The men who would form ZZ Top had played in several different Texas-based groups (including the Moving Sidewalks, The Cellar Dwellers, The Hustlers, The Warlocks and American Blues) before joining forces in late 1969.

They toured almost continually for several years, but first gained wide acclaim with their third album, Tres Hombres (1973). It contained the classic song “La Grange”, referencing the bordello that is the subject of the musical The Best Little Whorehouse in Texas.

The band continued touring, recording, and releasing albums until 1977, when they took an extended hiatus. Their long-time manager/producer/image maker Bill Ham used this time to negotiate a deal that allowed the band to keep control of their previous recordings, which would be distributed by their new label, Warner Brothers. They reunited two and a half years later in order to start recording under that new Warner Brothers contract. Unbeknown to the other, both Hill and Gibbons had grown the chest-length beards that quickly became a part of their “wildman” image.

They reached new heights of popularity with the 1983 album Eliminator, boosted to prominence by memorable music videos for the tracks “Gimme All Your Lovin’”, “Legs” and “Sharp-Dressed Man” each of which featured a small bright red Ford ‘34 3 window hotrod called The Eliminator and a trio of mysterious, beautiful women who travel around helping various people. The album also featured a distinctive synthesizer-laced sound—a rarity in the blues rock genre—which added a modern, new wave edge to the music, and helped the album become successful. Eliminator remains their most successful album to date.

Their next album, Afterburner, mostly featured the same blend of synthesizers, sequencers and blues rock. Some critics have expressed frustration at this approach. But on subsequent albums, less and less synth- and synchronizer-influenced music is heard. An occasional song with those elements and instruments is included on recent albums as a nod to their past.

In 1994, ZZ Top signed a five-disc deal with RCA Record.

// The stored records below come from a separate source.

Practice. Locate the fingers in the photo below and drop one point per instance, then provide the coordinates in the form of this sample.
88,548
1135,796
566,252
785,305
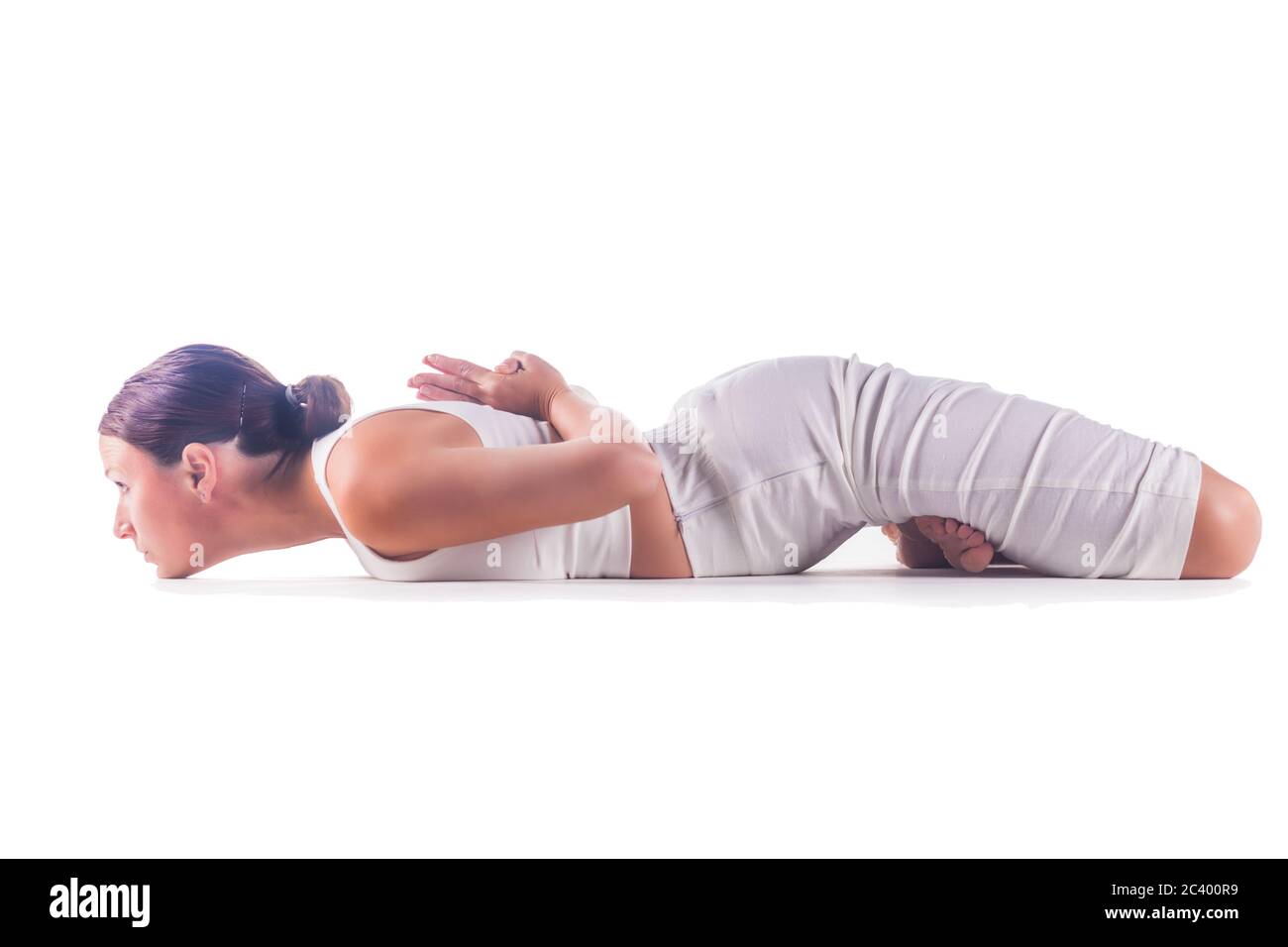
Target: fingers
436,386
455,367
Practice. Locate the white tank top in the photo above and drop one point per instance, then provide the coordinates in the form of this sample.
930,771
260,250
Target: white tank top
596,548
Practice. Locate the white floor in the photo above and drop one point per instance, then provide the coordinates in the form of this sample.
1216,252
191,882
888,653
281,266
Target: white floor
1085,209
861,709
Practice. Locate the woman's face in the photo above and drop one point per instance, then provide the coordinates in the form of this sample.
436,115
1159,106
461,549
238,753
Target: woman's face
156,508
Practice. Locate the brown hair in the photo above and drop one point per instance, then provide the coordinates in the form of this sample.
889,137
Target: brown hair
210,394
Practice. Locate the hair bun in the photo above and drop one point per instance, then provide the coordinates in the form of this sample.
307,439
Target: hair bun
325,403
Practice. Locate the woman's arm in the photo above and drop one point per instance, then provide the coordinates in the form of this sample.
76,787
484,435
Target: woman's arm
400,499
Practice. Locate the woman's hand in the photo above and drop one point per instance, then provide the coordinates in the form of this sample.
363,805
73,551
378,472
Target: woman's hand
522,384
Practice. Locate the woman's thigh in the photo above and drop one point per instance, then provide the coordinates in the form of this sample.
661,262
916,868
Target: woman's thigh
1048,487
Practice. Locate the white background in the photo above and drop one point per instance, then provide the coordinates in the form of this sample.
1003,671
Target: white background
1080,202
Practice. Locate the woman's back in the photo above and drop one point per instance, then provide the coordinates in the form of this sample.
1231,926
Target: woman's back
596,548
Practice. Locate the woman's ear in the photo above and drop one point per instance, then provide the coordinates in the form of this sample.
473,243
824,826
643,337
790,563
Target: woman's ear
200,472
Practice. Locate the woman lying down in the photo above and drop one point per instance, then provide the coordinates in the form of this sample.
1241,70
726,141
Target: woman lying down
511,474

Many fans (or, as they refer to themselves, “fanzz”) feel that the recordings of this era are as artistically strong as the earlier London and Warner Brothers recordings, but have expressed disappointment with RCA’s promotion of these releases.

In July 2000, while on tour in Europe, Hill was diagnosed with Hepatitis C, which forced the cancellation of several dates in that tour. Hill has since made a remarkable recovery, joking, “You just can’t keep down ZZ Top!”

In 2003, a comprehensive collection of recordings from the London and Warner Brother years entitled “Chrome, Smoke & BBQ” was released. Also in 2003, ZZ Top was inducted into the Rock and Roll Hall of Fame.

As of 2006, it is reported that ZZ Top is recording their 15th studio album.